自分はロードチューブレスの草分けたるHUCHINSON Fusion2 TLとシマノWH-6700の時代からロードチューブレスを使っているが、はっきり言ってロードチューブレスのパンク対処は難しくない

最も簡単確実なロードチューブレスのパンク修理方法

最も確実なパンクへの対処方法……それは、チューブを入れることだ。

馬鹿にしているのかと思われるかもしれないが、チューブレスタイヤでも、チューブを入れる以上に確実な方法はない。急がば回れだ。

**チューブレスならシーラントを追加して直る!**だとか、**外部から修理するパンク修理キットが売られている!**など言いたいことはあるだろうが、経験上これらを使っても、ロードチューブレスで一度起こったパンクに対して走行を継続できる確率は非常に低い

そもそもチューブレスを使っていて、「一定レベルの突き刺しパンク」で「シーラントが内部に残っている」状態であれば、チューブドタイヤでパンクしていたシチュエーションでも意識することなくパンクを回避できている。それ以上の状況下においてパンクした時点でシーラントに頼らない方がいい。

また、ロードチューブレスは空気圧が MTB に比べて高いので、シーラントが上手く固まっても空気圧に耐えられないケースもある。

例外

例外的に、ビードがズレて空気圧が落ちた場合は再度エアを充填しなおし、ビードとリムの密着度を高めることで解決することがある。

ただ、この症状は小石や岩にタイヤをぶつけた場合に起きることが多く、オンロードでこの状況になることはほぼない。

先日、グラベルライドで AGILEST TLR がこの状態になったが、ハンドポンプで復帰している。

フックレスリムの場合はどうする?

勘違いされていることも多いが、フックレスリムはチューブレスタイヤのみに対応していると書かれているものの、チューブレスタイヤにチューブを入れて運用してはいけないわけではない。もちろん推奨はされていないので注意が必要。

フックレスリムにクリンチャータイヤを付けてはいけない理由は、ビードだけで空気圧に対してリムへの密着を維持できる設計になっていないから。

例外的に、IRC の現行 ASPITE はクリンチャーながらビード部の形状を工夫することでフックレスリムに対応できるとしている。

チューブレスタイヤ使用時の持ち物

  • タイヤの太さに応じた予備チューブ
  • チューブレスタイヤを装着できるタイヤレバー(IRC の TL 専用レバーが手に入りやすい)

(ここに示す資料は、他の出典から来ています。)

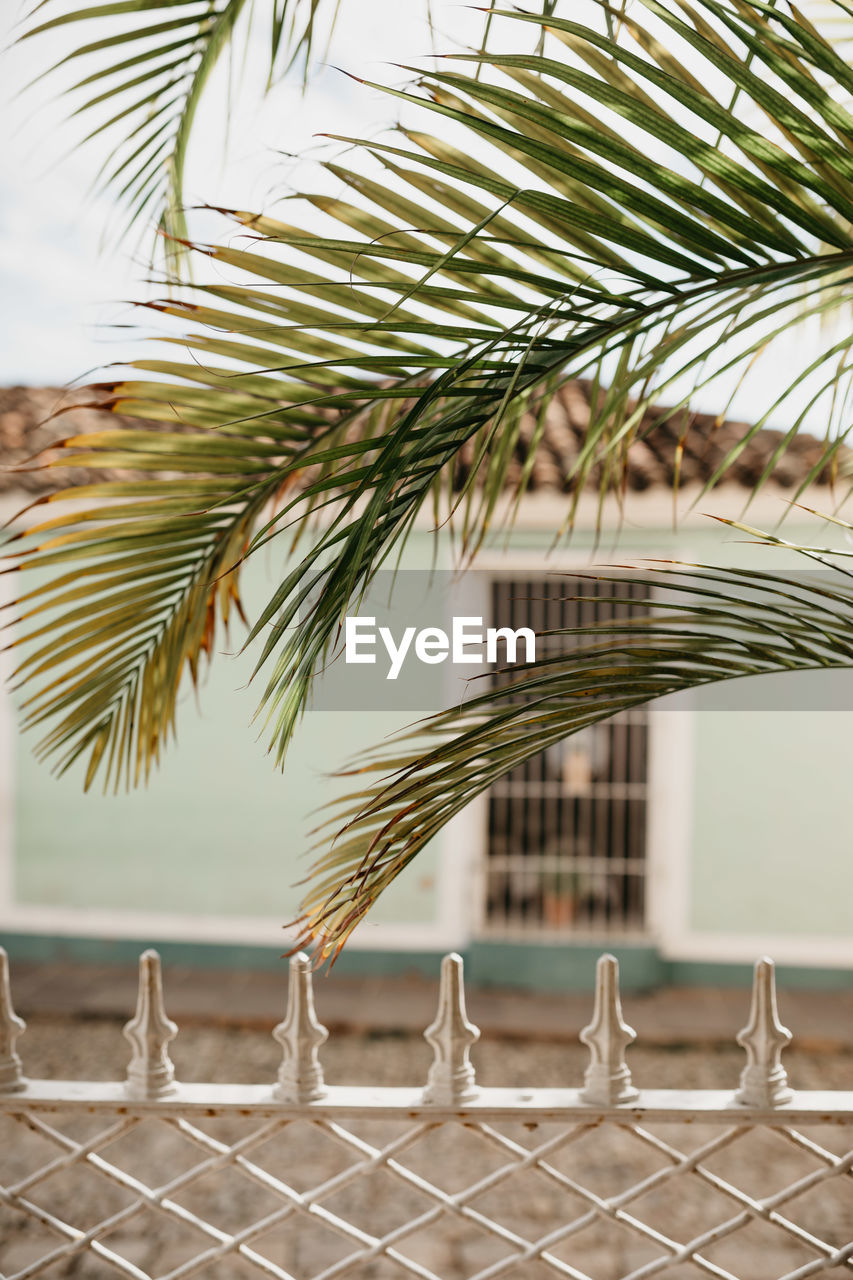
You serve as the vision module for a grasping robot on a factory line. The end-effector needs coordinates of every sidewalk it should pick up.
[12,964,853,1052]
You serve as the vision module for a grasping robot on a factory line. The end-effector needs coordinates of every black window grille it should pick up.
[485,575,648,937]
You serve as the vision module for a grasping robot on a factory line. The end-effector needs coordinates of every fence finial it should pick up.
[580,955,639,1106]
[0,947,27,1093]
[122,950,178,1098]
[273,951,329,1102]
[424,952,480,1106]
[735,956,792,1107]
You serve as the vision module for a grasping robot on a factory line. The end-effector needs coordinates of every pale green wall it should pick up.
[14,548,437,923]
[8,512,853,952]
[690,706,853,937]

クリンチャータイヤを使っていた時と何ら変わることはない。追加で考えることは何もない(シーラントが液状なのに直らないパンクに遭遇したら諦めが肝心)

タイヤについては、帰ってから存分にチューブレスタイヤ専用のタイヤパッチで修理しよう

パンクリスクへの対処を考える

ここからは、何故ロードチューブレスにおいてチューブとタイヤレバーの携帯が最適な用意と思われるのか、つらつらと説明していく。

そもそも、ライド中のパンクとは一定確率で発生することを覚悟しなければならないリスクだ。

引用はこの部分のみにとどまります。